Only 28 percent of subjects got all questions right on the first pass.
Fifty-two percent needed a second pass and 20 percent needed three or more passes before they fully understood the consent form. Two percent of subjects did not understand the form completely after six passes.
"The good news is that only two passes were required for 80 percent of people," Sudore notes. "The bad news is that most subjects had poor comprehension on the first pass – in spite of the form being written at a sixth-grade reading level and read aloud, and also in spite of participants being asked frequently if they had any questions."
After taking into account age, race, education, gender, language, and literacy, the researchers found that only low literacy and minority status were associated with requiring two or more passes through the consent form.
According to Sudore, "Among blacks as opposed to whites, the odds of requiring more passes were 2.5."
Sudore speculates the reasons might have to do with an already-existing high level of distrust of medical studies among African Americans.
She cites the Tuskegee Study, in which the United States Public Health Service withheld syphilis treatment from a group of 399 African-American men for 40 years, from 1932 to 1972. "A history like that is not going to engender an atmosphere of trust and openness," she says, noting that the study could not assess the affects of potential mistrust of black versus non-black research staff because none of the research assistants were African American.
Sudore also notes that language was very important. Among subjects who stated they were fluent in English or Spanish but were native in another language, "every single one required more than one pass, regardless of literacy level," she says.
Sudore concludes that modifying the medical consent process "has now become a matter of ethics. It's easy to shove a consent form under a patient's nose and tell them to sign it. This happens with clinical and research procedures all the time – rarely does someone actually read the consent form to the patient and assess understanding before the procedure or study. The results of our study indicate that most patients probably don't know what they're signing.
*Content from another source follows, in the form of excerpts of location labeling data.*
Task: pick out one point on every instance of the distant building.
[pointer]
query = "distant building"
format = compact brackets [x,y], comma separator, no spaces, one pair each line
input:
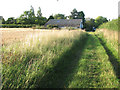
[77,23]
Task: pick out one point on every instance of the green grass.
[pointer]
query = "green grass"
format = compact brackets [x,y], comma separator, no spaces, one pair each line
[27,65]
[71,59]
[111,25]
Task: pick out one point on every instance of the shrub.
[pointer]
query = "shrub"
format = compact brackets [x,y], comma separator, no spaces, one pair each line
[15,26]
But if we modify the consent process by simplifying the consent language, reading the information to patients, and formally assessing understanding in order to clarify any misunderstanding, most patients will be able to give informed consent."
Co-authors of the literacy and mortality study were Kristine Yaffe, MD, of SFVAMC and UCSF; Suzanne Satterfield, MD, of the University of Tennessee; Tamara B. Harris, MD, of the National Institute on Aging; Kala M. Mehta, DSc, of SFVAMC and UCSF; Eleanor M. Simonsick, PhD, of NIA; Anne B. Newman, MD, and Caterina Rosano, MD, of the University of Pittsburgh; Ronica Rooks, PhD, of Kent State University; Susan M. Rubin, MPH, and Hilsa N. Ayonayon, PhD, of UCSF; and Dean Schillinger, MD, of UCSF and San Francisco General Hospital.
Co-authors of the medical consent study were C. Seth Landefeld, MD, Brie A. Williams, MD, Deborah E. Barnes, PhD, and Karla Lindquist, MS, of SFVAMC and UCSF, and Dean Schillinger, MD, of UCSF and SFGH.
The literacy and mortality study was funded by support from the National Institutes of Health. The medical consent study was funded by support from the American Medical Association Foundation, NIH, National Institute on Aging, and the Pfizer Fellowship in Clear Health Communication.
SFVAMC has the largest medical research program in the national VA system, with more than 200 research scientists, all of whom are faculty members at UCSF.
UCSF is a leading university that consistently defines health care worldwide by conducting advanced biomedical research, educating graduate students in the life sciences, and providing complex patient care.